This point is most obvious when it comes to the least compelling case against Trump, the one that Alvin Bragg is leading in New York. Bragg campaigned for his job as Manhattan district attorney on a platform that included prosecuting Trump. He is now employing what even liberal commentators have described as a “creative interpretation of New York state law” to make good on that promise. His case relies on the word of Trump’s former lawyer Michael Cohen, an admitted liar. (This is, admittedly, a pitfall for any lawman who goes after Trump: When a man routinely associates with lowlifes to do scummy things, he has a built-in defense against the main witnesses.)
But even the most solid case against Trump, special counsel Jack Smith’s indictment of him over his obstinate postpresidential possession of government documents, bears the marks of political selectivity. It’s true that President Biden was quicker to turn over his own illegally retained classified documents than Trump was. That difference justifies charging Trump with obstruction. It doesn’t justify charging Trump, but not Biden, with violating the Espionage Act.

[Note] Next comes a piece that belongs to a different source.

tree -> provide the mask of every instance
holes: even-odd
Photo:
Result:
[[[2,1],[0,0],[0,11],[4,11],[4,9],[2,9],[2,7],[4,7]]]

Smith has been seeking to try his election interference case against Trump before the election — but he refuses to say so openly in his legal filings, because it would be improper for prosecutorial decisions to turn on the political calendar. The cheer section for these prosecutions is less inhibited, feverishly speculating about the potential electoral impact of the cases and picturing the orange man in an orange jumpsuit.
Trump isn’t just playing the victim. He is a victim of unfair, law-bending prosecution.
When we think about political persecution, however, we typically have in mind someone who has done nothing wrong but challenge the powerful. That’s not the picture here: In each of these cases, Trump’s underlying conduct is indefensible. That fact helps to explain the widespread support for the legal campaign against him. His efforts to stay in power after losing the 2020 election, especially, were despicable.
It’s natural to assume that they must also have been illegal, especially given that they culminated in a violent attack on the U.S. Capitol. Sen. Mitch McConnell, the Republican leader from Kentucky, made that assumption in his speech opposing conviction in Trump’s second impeachment trial: He said that the courts could handle Trump’s postelection conduct even if the Senate did nothing.
What that assumption missed is that offenses against the constitutional order, even serious ones, don’t always coincide with violations of criminal statutes. Even Smith has refrained from charging Trump with inciting the Capitol riot. He might be morally responsible, but that does not mean he is legally responsible, and our free-speech jurisprudence rightly insists on the distinction. The Senate’s failure to hold Trump accountable created a demand for it to be done by institutions less suited for the job.
For the worse part of a decade now, we have been stuck in an ugly pattern in which Trump’s misconduct calls forth abusive or unfair responses from his opponents. Millions of Americans now think Biden is trying to retain power by putting his main opponent in jail. That’s not the complete story: Trump did try to steal the election, he almost certainly broke laws about classified documents, and prosecutors have reasons beyond partisanship to pursue him. But it’s truer than we should be comfortable with, which is why prosecutors should have trod more lightly than they have.